Grand Opening of the Graphic Highlights Popularity of the Sullivan Square Area

Allan Greenbaum and his family stood in their former workspace earlier this month – yet the old printing floor was now a hip foyer with art on the walls and an electronic jazz band playing at the far end of the old industrial space.

It was a happy moment for the former owner of the Graphic Arts building – as he noted the amazing changes to the area – but also bittersweet as he gave the final good-bye to a place that had served an industrial purpose for decades.

OLD AND NEW: New owner Young Park stands with the former owners of the Graphic Arts building, the Greenbaums. (L-R) Julie Greenbaum, Michael Greenbaum, Young Park, Sylvia Greenbaum, and Alan Greenbaum.

“I’m just glad I’m part of the transformation of this part of Charlestown,” he said at the well-attended Grand Opening. “It’s amazing what is happening here and I love what they did. I would have never thought this could happen.
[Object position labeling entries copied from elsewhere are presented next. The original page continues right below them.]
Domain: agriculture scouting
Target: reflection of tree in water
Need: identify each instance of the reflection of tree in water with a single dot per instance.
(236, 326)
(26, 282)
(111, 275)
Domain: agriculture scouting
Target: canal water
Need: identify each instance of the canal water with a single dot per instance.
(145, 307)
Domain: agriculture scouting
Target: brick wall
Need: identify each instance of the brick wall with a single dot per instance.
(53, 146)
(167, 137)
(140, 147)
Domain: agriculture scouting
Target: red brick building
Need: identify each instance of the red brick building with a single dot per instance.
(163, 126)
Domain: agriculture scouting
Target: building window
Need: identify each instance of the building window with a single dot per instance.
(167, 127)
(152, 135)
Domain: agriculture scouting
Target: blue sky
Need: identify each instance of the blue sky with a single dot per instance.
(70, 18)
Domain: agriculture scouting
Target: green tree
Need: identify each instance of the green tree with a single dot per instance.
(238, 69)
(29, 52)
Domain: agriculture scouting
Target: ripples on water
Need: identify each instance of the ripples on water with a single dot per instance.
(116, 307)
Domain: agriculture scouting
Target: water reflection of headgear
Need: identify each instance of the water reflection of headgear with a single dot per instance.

I thought it would always be an industrial area, but I am really pleased about how it has gentrified.”

The Grand Opening of the old building, which has been married to a brand new building that was the largest pre-fabricated construction project ever in Boston, took place on Oct. 3. Despite being kind of a pioneer in the residential wave of Sullivan Square, so far, the ownership said they have found that people really want to live there.

“We’re over 75 percent leased and probably closer to 80 percent now,” said Paul Goodwin of Berkeley Investments. “Things are going really well and there’s been great reaction to the neighborhood. We love Charlestown…We want to be integrated with the neighborhood and the community, but this area was on the edge of what people considered Charlestown. It doesn’t feel like that now, which is nice.”

Greenbaum shared that the building was a glass milk bottle factory for many years, supplying bottles to H.P. Hood and other manufacturers of milk. The building where the new apartments have been built was called Atlantic Excelsiors, and they provided the straw that was used to cushion the glass milk bottles during shipment.

His business was originally on Chardon Street downtown, but was taken by the Boston Redevelopment Authority under eminent domain in Urban Renewal. They were relocated to Sullivan Square in 1958.

“When we first started, we tended to have a lot of employees from Charlestown and the North End,” Greenbaum said. “Then we started to get a lot of Portuguese employees from Somerville. When I closed the plant and sold, I got all of my employees jobs. No one lost a job and that was very important to us. I had people who worked for me for 25 or 30 years and it was a family business.”

He said he began to see that things were changing in 2013, and then when the casino came, he knew it was time to leave.

“I could see after the casino approval that there was a transformation,” he said. “Once they were going to re-do Spice and D Streets, we had to leave because we couldn’t load up anymore. We couldn’t bring the big truck to the back like we had always done.”

Sylvia Greenbaum, Alan’s wife, said she loved how Berkeley changed the space, and that it held many good memories.

“We love it,” she said. “There are a lot of memories here. What they did has changed it a lot, but there is still so much of the past here. Even the design they have kept the old doors. They did a great job.”

The rehabilitation of The Graphic building has 46 loft-style apartments, while the new building next door contains 125 modern apartment units. A commercial retail space of about 5,000 sq. ft. is in the process of being leased.